Yesterday I talked about books so I figured today would be the perfect day to talk about bookshelves, more specifically build ins. When we bought our Alabama house we also bought this lovely stone fireplace, and yes I am being very sarcastic when I say lovely. I think it was a 1983 DIY project gone bad. The stone stopped somewhere mid wall for no apparent reason and it included a big corner ledge for I don’t know what. I hated this thing! So when we decided to update the floor I was not about to work this monster into the scheme. Phase one demolition – We started with a hammer and chisel, moved up to a hammer drill and finally had to break down and rent a Jackhammer. Chuck looks very manly with that jack hammer. Oh yeah did I tell you we had some deadly brick stairs going down into this room too, so as long as we had a jackhammer….
Voila! we now have a big whole in the wall. Okay, so I had to do a little drywall repair before moving on to the built ins and I had the electrician come and add two more outlets for the TV and other accessories.

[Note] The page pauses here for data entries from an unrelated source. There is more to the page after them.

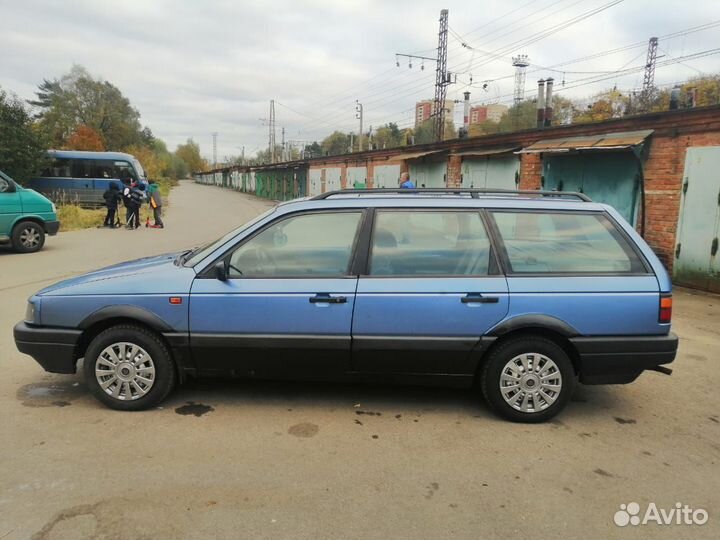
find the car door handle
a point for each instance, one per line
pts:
(322, 298)
(477, 298)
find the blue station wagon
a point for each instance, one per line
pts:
(523, 293)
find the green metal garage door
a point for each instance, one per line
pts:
(608, 177)
(696, 250)
(429, 173)
(491, 172)
(356, 177)
(386, 176)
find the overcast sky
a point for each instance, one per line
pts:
(192, 68)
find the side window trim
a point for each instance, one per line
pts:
(208, 272)
(494, 267)
(625, 243)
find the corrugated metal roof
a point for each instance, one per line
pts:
(415, 155)
(608, 141)
(487, 151)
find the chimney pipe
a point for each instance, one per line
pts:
(466, 113)
(541, 104)
(548, 101)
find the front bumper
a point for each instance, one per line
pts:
(621, 359)
(52, 348)
(52, 227)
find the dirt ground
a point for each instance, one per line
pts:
(236, 460)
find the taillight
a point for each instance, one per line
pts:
(665, 308)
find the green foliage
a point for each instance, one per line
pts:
(22, 147)
(190, 154)
(605, 105)
(79, 99)
(335, 144)
(424, 132)
(388, 136)
(313, 150)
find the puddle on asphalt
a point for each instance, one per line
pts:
(304, 430)
(195, 409)
(59, 394)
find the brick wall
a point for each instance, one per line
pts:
(664, 170)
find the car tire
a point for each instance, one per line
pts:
(28, 237)
(129, 368)
(528, 379)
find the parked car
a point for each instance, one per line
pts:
(522, 292)
(82, 177)
(26, 217)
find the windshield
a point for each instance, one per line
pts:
(198, 254)
(139, 169)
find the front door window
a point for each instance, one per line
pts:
(309, 245)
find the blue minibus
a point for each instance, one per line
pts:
(82, 177)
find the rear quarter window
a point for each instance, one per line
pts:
(565, 243)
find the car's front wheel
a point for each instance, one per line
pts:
(129, 368)
(527, 379)
(28, 237)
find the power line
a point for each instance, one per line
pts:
(411, 88)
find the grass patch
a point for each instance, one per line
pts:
(73, 217)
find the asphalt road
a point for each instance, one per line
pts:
(246, 460)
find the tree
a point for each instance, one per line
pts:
(190, 154)
(151, 162)
(336, 144)
(22, 148)
(79, 99)
(605, 105)
(388, 136)
(313, 150)
(424, 132)
(706, 90)
(85, 138)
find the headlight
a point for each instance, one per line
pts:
(30, 313)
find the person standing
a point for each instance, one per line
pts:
(405, 182)
(156, 204)
(112, 198)
(132, 196)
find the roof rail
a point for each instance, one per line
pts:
(473, 192)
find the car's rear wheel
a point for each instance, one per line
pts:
(527, 379)
(129, 368)
(28, 237)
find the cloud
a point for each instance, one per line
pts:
(193, 68)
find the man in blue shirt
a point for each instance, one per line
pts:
(405, 182)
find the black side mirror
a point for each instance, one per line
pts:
(221, 271)
(10, 188)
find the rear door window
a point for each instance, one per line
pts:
(564, 243)
(429, 243)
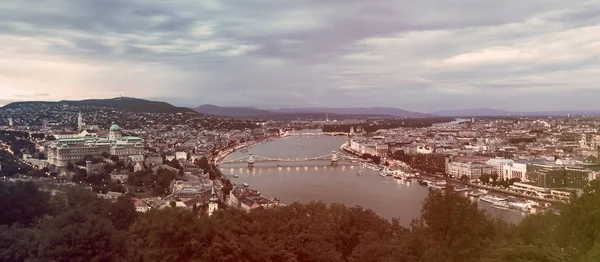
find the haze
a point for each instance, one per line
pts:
(417, 55)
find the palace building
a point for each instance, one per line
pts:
(63, 151)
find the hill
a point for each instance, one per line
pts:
(388, 111)
(232, 111)
(125, 103)
(500, 112)
(472, 112)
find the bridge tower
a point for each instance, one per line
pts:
(334, 158)
(250, 160)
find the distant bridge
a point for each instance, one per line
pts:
(251, 159)
(315, 134)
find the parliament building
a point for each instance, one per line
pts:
(63, 151)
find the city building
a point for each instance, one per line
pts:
(472, 170)
(62, 151)
(213, 205)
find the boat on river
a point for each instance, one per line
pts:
(460, 189)
(437, 185)
(521, 206)
(475, 193)
(491, 199)
(500, 205)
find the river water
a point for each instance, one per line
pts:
(318, 181)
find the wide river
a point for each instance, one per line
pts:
(318, 181)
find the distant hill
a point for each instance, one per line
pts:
(388, 111)
(499, 112)
(232, 111)
(125, 103)
(472, 112)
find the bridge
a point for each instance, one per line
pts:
(314, 134)
(251, 159)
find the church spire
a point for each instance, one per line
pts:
(212, 204)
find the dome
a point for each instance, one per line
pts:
(114, 127)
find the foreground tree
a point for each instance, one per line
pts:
(21, 202)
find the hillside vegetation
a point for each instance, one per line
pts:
(77, 226)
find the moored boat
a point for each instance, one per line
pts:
(475, 193)
(460, 189)
(492, 199)
(500, 205)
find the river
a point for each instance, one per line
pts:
(317, 180)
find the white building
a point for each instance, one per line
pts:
(470, 169)
(498, 162)
(514, 170)
(140, 205)
(213, 205)
(425, 149)
(180, 155)
(65, 150)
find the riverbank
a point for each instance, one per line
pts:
(346, 150)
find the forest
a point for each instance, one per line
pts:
(75, 225)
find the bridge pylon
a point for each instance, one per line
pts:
(250, 160)
(334, 158)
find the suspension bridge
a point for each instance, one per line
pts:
(314, 134)
(251, 159)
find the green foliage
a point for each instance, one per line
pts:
(22, 203)
(78, 226)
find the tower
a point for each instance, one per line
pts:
(250, 161)
(115, 132)
(80, 123)
(212, 204)
(334, 158)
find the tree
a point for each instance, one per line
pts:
(376, 159)
(203, 163)
(22, 203)
(484, 178)
(452, 228)
(78, 235)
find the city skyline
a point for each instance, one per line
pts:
(425, 56)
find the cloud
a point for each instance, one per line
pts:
(419, 55)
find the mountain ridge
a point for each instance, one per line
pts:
(125, 103)
(253, 111)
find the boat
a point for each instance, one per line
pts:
(475, 193)
(460, 189)
(521, 206)
(500, 205)
(491, 198)
(437, 185)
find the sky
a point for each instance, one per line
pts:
(422, 55)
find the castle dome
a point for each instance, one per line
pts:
(114, 127)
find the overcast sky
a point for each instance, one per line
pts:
(421, 55)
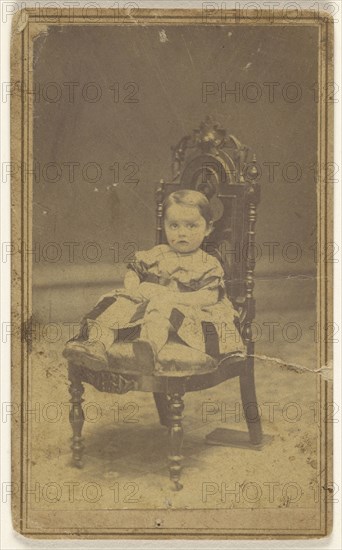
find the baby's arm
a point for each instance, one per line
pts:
(131, 281)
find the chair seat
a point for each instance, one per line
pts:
(175, 359)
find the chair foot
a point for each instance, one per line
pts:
(161, 401)
(76, 418)
(250, 406)
(177, 486)
(176, 407)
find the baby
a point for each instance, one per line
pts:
(172, 287)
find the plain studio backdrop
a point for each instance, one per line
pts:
(109, 103)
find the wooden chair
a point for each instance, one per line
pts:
(216, 164)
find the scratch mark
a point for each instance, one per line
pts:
(163, 37)
(189, 54)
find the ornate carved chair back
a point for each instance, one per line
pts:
(218, 165)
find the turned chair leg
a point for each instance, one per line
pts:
(161, 402)
(250, 405)
(175, 410)
(76, 417)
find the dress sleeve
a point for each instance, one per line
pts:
(142, 263)
(212, 278)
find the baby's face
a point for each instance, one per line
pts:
(185, 228)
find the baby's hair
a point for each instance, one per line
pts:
(188, 197)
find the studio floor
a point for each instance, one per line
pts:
(125, 457)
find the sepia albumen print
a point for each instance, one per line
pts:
(172, 256)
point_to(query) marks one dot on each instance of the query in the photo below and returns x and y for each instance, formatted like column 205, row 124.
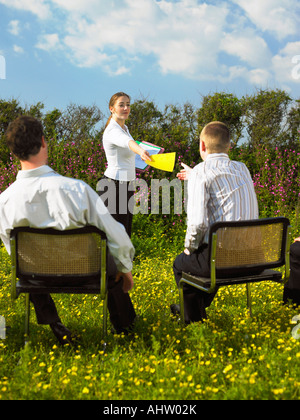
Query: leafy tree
column 265, row 117
column 76, row 123
column 226, row 108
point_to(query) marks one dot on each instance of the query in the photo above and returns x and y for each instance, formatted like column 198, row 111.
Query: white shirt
column 219, row 189
column 42, row 198
column 120, row 158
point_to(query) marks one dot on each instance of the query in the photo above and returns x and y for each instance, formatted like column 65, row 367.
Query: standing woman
column 120, row 150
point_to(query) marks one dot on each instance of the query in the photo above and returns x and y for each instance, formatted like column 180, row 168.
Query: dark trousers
column 195, row 301
column 292, row 288
column 118, row 198
column 122, row 314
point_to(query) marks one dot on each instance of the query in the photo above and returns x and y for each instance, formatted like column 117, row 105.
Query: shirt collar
column 217, row 156
column 41, row 170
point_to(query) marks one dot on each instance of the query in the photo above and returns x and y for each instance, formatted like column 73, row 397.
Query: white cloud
column 286, row 63
column 18, row 50
column 14, row 27
column 276, row 16
column 48, row 42
column 248, row 47
column 214, row 41
column 37, row 7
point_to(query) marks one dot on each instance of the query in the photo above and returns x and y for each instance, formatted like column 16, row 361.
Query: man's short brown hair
column 24, row 137
column 216, row 137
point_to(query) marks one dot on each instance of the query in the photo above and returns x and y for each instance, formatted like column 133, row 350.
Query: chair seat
column 266, row 275
column 36, row 287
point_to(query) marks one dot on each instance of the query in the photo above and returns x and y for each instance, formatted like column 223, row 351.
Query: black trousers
column 122, row 313
column 292, row 288
column 118, row 198
column 195, row 301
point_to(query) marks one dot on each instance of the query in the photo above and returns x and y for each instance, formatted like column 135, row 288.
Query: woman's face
column 121, row 108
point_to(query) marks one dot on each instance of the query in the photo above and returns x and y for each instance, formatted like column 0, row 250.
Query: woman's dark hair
column 112, row 102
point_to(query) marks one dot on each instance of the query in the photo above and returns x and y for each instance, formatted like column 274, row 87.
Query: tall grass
column 229, row 356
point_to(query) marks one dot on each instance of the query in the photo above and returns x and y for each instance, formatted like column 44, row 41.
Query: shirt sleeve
column 197, row 217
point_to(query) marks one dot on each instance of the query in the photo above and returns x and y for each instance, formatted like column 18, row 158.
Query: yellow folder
column 163, row 161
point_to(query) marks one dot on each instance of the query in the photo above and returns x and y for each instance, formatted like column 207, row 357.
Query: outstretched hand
column 184, row 173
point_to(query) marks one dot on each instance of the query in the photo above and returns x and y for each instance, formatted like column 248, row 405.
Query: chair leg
column 27, row 315
column 249, row 299
column 181, row 302
column 105, row 320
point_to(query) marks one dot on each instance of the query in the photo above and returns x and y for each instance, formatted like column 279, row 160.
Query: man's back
column 42, row 198
column 219, row 189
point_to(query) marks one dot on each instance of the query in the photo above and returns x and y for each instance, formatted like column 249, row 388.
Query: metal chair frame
column 21, row 282
column 209, row 285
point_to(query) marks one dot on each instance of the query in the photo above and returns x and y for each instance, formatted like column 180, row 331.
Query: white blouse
column 120, row 158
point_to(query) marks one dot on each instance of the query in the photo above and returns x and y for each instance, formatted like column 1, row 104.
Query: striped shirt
column 219, row 189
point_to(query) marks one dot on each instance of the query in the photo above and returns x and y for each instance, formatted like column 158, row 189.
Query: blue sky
column 169, row 52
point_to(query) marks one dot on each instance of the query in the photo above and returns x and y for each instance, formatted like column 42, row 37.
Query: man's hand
column 127, row 281
column 184, row 173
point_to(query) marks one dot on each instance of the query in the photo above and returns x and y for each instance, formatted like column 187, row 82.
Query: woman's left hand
column 145, row 155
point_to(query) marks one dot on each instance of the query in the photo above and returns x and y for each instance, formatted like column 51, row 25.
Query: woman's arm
column 139, row 150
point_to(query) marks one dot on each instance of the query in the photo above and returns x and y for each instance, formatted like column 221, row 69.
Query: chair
column 52, row 261
column 243, row 252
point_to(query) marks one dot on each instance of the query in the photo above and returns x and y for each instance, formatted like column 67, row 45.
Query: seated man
column 292, row 288
column 218, row 190
column 42, row 198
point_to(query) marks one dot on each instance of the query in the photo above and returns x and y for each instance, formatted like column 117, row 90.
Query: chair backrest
column 50, row 253
column 252, row 244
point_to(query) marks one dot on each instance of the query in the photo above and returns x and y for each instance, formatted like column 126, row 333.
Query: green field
column 229, row 356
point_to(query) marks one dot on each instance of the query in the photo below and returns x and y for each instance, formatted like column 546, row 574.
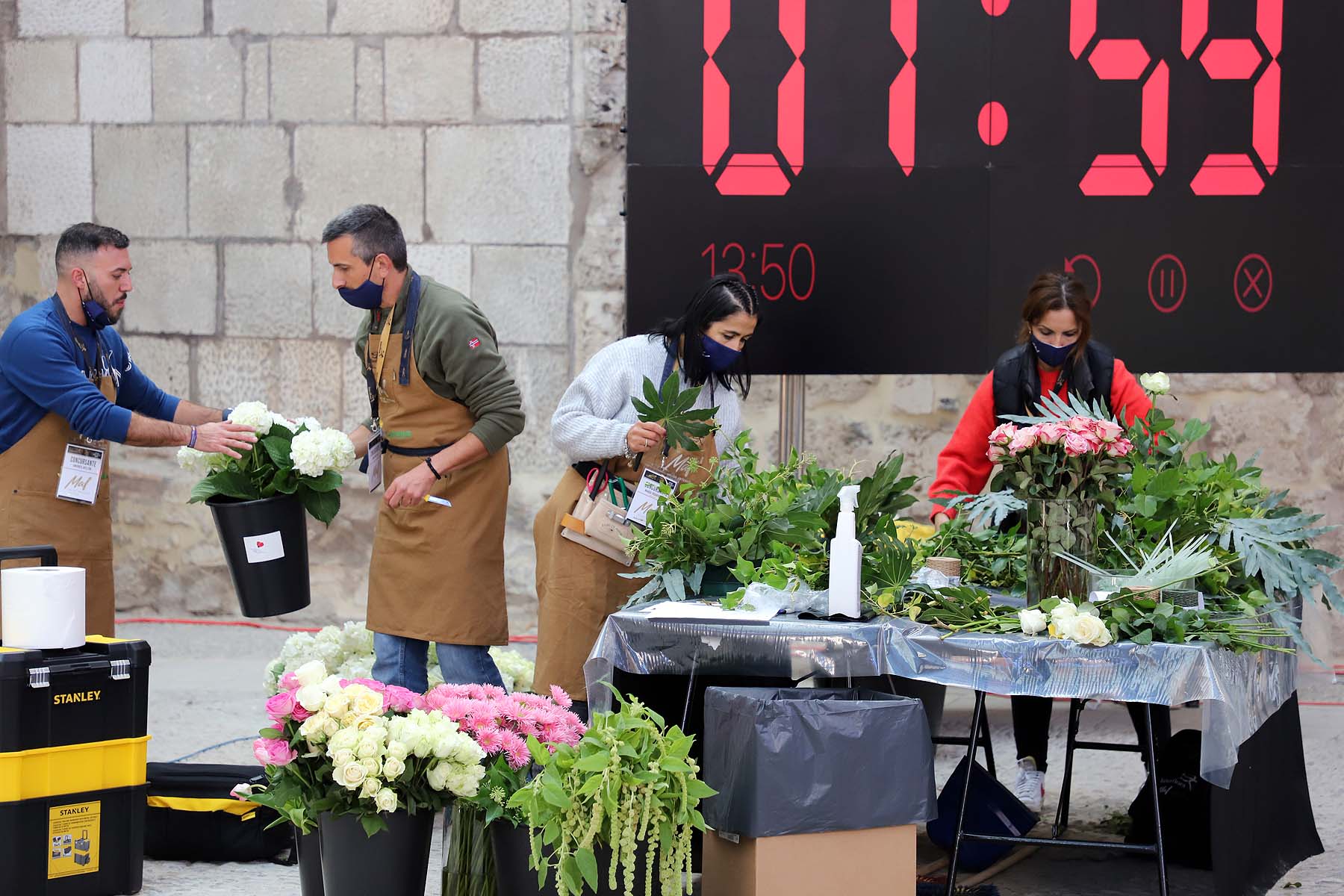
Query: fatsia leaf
column 1053, row 408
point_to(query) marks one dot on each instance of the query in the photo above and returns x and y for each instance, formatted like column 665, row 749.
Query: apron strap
column 403, row 371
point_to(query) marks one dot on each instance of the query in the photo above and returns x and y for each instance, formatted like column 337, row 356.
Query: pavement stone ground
column 206, row 689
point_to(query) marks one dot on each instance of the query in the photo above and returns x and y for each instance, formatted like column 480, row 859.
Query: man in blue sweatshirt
column 67, row 388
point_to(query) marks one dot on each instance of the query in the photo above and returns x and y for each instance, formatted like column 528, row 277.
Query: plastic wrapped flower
column 315, row 453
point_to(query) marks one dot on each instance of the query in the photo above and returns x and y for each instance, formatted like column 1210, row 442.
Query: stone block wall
column 222, row 134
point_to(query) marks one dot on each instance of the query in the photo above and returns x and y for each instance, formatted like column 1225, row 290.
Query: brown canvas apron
column 577, row 588
column 437, row 574
column 31, row 514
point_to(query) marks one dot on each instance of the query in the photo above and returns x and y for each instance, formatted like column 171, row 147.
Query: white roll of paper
column 42, row 608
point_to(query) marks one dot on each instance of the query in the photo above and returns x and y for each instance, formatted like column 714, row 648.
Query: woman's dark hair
column 718, row 297
column 1053, row 292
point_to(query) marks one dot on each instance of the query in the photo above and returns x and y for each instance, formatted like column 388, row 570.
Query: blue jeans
column 402, row 662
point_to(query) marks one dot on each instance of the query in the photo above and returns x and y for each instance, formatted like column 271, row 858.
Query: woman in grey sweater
column 596, row 422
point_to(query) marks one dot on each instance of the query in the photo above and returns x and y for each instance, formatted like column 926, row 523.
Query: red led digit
column 812, row 276
column 900, row 97
column 1122, row 175
column 766, row 267
column 742, row 258
column 1238, row 60
column 753, row 173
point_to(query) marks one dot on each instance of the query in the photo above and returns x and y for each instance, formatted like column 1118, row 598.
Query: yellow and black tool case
column 73, row 768
column 82, row 695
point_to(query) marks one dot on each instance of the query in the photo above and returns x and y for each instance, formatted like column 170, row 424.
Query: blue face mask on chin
column 97, row 314
column 717, row 355
column 1051, row 355
column 367, row 296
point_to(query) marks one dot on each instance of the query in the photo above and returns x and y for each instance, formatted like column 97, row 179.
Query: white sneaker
column 1031, row 785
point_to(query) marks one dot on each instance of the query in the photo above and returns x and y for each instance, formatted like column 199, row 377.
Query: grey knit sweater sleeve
column 597, row 411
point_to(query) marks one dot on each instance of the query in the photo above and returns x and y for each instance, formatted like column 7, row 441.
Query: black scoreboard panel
column 893, row 173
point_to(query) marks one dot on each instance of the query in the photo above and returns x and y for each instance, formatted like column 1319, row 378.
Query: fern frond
column 989, row 509
column 1053, row 408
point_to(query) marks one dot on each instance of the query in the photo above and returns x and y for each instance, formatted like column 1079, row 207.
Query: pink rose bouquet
column 1068, row 458
column 359, row 747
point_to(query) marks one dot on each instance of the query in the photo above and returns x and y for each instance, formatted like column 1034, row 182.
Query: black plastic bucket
column 309, row 862
column 267, row 547
column 391, row 862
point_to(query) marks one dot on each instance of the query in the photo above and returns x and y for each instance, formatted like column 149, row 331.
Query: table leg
column 965, row 790
column 1151, row 753
column 1075, row 712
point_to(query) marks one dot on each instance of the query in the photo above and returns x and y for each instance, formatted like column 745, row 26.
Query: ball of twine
column 948, row 566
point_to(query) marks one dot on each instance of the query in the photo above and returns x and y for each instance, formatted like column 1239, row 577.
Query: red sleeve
column 962, row 464
column 1128, row 395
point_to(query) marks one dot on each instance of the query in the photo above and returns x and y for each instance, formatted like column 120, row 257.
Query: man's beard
column 97, row 297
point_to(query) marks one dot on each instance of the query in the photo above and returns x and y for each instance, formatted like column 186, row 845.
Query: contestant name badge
column 647, row 494
column 81, row 473
column 376, row 460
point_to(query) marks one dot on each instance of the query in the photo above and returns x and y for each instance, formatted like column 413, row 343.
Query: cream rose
column 351, row 775
column 1156, row 383
column 346, row 739
column 363, row 702
column 385, row 800
column 311, row 697
column 1090, row 630
column 1066, row 610
column 1033, row 621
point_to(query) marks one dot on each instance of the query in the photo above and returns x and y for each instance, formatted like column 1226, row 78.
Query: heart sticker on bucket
column 264, row 547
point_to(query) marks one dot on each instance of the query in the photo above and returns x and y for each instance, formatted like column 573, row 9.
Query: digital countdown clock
column 892, row 175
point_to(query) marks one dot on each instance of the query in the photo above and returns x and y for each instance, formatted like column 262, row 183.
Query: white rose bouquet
column 290, row 457
column 359, row 747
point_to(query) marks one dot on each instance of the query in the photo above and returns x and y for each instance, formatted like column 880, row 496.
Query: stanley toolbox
column 73, row 768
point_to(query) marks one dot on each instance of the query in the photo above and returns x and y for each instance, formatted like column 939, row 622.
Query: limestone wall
column 222, row 134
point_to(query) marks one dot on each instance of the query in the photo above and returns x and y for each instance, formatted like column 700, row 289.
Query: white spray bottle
column 846, row 558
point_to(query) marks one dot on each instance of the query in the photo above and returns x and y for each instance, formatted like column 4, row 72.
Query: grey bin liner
column 794, row 761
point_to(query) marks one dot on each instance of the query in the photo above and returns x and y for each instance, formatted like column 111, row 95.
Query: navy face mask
column 97, row 314
column 717, row 355
column 367, row 296
column 1051, row 355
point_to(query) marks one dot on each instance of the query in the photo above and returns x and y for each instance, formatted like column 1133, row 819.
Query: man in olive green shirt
column 437, row 568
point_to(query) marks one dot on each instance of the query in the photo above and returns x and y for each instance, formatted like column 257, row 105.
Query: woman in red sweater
column 1055, row 354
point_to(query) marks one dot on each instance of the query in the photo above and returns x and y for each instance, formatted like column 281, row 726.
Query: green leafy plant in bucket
column 628, row 786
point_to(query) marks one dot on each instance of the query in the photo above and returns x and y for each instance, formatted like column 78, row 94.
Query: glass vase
column 1055, row 526
column 468, row 859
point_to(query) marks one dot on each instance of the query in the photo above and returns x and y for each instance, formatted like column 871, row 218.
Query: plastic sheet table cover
column 1238, row 692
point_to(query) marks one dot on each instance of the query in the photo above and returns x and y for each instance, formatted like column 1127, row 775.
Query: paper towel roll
column 42, row 608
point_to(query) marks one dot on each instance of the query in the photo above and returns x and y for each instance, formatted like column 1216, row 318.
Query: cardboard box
column 880, row 862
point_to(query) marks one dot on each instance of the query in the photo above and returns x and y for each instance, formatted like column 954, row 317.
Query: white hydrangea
column 315, row 453
column 517, row 669
column 253, row 414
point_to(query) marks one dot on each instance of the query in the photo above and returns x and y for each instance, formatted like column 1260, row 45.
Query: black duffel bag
column 1183, row 798
column 193, row 815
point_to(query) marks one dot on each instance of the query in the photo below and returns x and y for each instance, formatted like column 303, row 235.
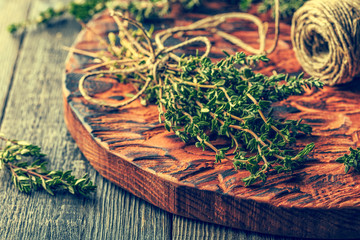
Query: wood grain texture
column 34, row 112
column 129, row 147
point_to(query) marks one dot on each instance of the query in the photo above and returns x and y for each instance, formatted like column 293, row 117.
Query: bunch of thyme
column 27, row 165
column 199, row 100
column 142, row 9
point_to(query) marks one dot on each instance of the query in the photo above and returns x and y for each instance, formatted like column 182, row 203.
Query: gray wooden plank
column 34, row 112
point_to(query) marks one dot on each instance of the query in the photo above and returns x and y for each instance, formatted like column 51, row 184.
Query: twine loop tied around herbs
column 326, row 39
column 153, row 55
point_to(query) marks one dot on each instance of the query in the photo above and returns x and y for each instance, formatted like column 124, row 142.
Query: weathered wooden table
column 31, row 108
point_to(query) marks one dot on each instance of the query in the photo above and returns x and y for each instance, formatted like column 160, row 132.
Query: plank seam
column 7, row 96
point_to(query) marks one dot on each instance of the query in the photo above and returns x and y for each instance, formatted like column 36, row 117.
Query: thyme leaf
column 351, row 160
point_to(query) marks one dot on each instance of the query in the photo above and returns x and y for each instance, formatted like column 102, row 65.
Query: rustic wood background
column 32, row 109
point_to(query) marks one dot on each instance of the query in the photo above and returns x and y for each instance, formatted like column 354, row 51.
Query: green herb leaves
column 228, row 99
column 27, row 166
column 351, row 161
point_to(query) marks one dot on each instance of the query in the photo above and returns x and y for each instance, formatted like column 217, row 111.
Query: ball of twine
column 326, row 39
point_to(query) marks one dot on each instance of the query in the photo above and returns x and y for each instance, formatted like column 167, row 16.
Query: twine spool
column 326, row 39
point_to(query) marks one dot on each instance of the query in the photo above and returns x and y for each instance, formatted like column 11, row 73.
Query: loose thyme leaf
column 351, row 161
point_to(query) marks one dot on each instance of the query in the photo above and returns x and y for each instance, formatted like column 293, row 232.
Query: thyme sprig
column 351, row 160
column 200, row 100
column 142, row 9
column 27, row 165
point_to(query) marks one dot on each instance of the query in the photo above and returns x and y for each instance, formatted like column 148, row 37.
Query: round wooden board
column 130, row 148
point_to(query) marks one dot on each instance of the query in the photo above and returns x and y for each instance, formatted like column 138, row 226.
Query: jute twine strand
column 326, row 39
column 157, row 54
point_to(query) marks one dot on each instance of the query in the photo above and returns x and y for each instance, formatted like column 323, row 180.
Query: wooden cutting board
column 130, row 148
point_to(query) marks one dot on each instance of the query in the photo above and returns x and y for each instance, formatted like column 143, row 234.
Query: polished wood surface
column 130, row 148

I am handy and I am great at trim work but I had never done built ins before. I read several articles and books on the subject but some got way too involved with fancy joining techniques so I decided to improvise a bit. I knew I would be painting the shelves so I could hide any nail heads and screws with wood filler as needed so construction would be a little forgiving . I built these built ins using, the big saw at Lowes, my large miter saw, a drill, and a nail gun (optional if you can use a hammer). No routers or biscuit joiners, just the basics. .
I built three pretty basic shelves out of 3/4″ plywood sheets I had cut down into 12″ planks at Lowes. They say they charge for each additional cut but usually if you are nice they will do the cuts for free. You can cut the plywood down yourself if you have a table saw but I am a girl that doesn’t like to ask for help, so I like to get the wood down to manageable pieces before I leave the store. This also helps if you don’t have a large car.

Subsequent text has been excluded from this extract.